Computational Intelligence and Neuroscience
|January 16, 2023
Summary
This study introduces an automated machine learning framework for early autism spectrum disorder detection using Q-chat scores. The method achieves high accuracy and identifies significant nonclinical markers across all age groups.
Area of Science:
- Neuroscience and Developmental Psychology
- Artificial Intelligence and Machine Learning
Background:
- Autism spectrum disorder (ASD) is a complex neurodevelopmental condition with varied presentations, impacting social interaction, communication, and behavior.
- Early detection of ASD is crucial for enhancing adaptive skills and independence, yet its exact causes remain elusive and diagnostic methods are evolving.
- Current research indicates a genetic component to ASD, but definitive biomarkers and widely applicable early detection tools are still under development.
Purpose of the Study:
- To apply automated machine learning (AutoML) with feature ranking for identifying significant nonclinical markers for early autism spectrum disorder detection.
- To develop and evaluate a novel AutoML framework that optimizes hyperparameters for ranking potential nonclinical autism markers.
- To report feature signatures and their importance in distinguishing between individuals with and without autism across diverse age groups.
Main Methods:
- Utilized publicly available datasets comprising Q-chat scores from toddlers, children, adolescents, and adults.
- Implemented an automated machine learning framework with hyperparameter optimization for feature ranking.
- Ranked AutoML models using Mathew's correlation coefficient (MCC) and balanced accuracy to identify significant nonclinical markers.
Main Results:
- The proposed AutoML framework achieved approximately 90% MCC and 95% balanced accuracy across all tested age groups.
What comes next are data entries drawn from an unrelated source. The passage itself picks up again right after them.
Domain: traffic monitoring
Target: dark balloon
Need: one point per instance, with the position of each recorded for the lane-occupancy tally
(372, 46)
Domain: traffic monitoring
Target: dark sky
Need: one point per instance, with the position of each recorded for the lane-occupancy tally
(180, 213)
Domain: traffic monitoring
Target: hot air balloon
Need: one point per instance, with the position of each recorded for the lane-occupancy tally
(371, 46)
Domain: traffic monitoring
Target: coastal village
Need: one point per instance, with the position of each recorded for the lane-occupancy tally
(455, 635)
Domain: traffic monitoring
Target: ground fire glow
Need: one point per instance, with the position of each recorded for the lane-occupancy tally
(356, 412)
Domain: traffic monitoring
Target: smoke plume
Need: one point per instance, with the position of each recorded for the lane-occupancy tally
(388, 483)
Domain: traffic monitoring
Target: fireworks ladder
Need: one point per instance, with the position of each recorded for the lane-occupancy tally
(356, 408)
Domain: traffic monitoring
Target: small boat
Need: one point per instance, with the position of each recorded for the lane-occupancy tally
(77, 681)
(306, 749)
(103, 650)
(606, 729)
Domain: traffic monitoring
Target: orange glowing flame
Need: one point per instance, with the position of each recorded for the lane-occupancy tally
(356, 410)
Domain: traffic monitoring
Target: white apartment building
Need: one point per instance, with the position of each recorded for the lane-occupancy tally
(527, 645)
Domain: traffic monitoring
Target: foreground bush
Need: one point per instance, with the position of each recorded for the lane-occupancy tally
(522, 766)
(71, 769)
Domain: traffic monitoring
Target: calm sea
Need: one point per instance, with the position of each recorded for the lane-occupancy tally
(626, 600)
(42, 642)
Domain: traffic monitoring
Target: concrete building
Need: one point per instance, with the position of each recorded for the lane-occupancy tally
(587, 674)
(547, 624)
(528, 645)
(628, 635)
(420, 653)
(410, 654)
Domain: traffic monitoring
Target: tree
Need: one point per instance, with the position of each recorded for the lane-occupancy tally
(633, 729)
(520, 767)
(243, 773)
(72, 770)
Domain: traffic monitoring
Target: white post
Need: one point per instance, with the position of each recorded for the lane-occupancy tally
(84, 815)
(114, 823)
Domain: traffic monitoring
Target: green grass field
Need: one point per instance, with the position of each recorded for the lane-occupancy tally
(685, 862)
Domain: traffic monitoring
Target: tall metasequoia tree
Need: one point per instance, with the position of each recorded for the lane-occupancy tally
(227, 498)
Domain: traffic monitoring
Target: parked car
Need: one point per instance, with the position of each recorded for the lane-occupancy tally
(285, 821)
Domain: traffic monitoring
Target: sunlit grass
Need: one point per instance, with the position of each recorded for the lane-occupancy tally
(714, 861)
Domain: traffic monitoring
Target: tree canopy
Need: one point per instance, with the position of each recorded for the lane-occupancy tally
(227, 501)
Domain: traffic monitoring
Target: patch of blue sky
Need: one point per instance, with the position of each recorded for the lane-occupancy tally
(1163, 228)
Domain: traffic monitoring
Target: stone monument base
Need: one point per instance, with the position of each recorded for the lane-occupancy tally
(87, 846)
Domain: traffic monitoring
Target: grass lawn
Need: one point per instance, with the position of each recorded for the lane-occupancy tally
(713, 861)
- Identified and reported significant feature signatures for autism detection, a novel contribution to the field.
- Demonstrated superior performance and flexibility compared to deep learning approaches in marker extraction and adaptability.
Conclusions:
- Automated machine learning offers a flexible and effective approach for early autism spectrum disorder detection by identifying key nonclinical markers.
- The developed framework provides high accuracy and interpretability, facilitating early diagnosis and intervention planning.
- This research highlights the potential of AutoML in advancing diagnostic tools for neurodevelopmental conditions with minimal user intervention.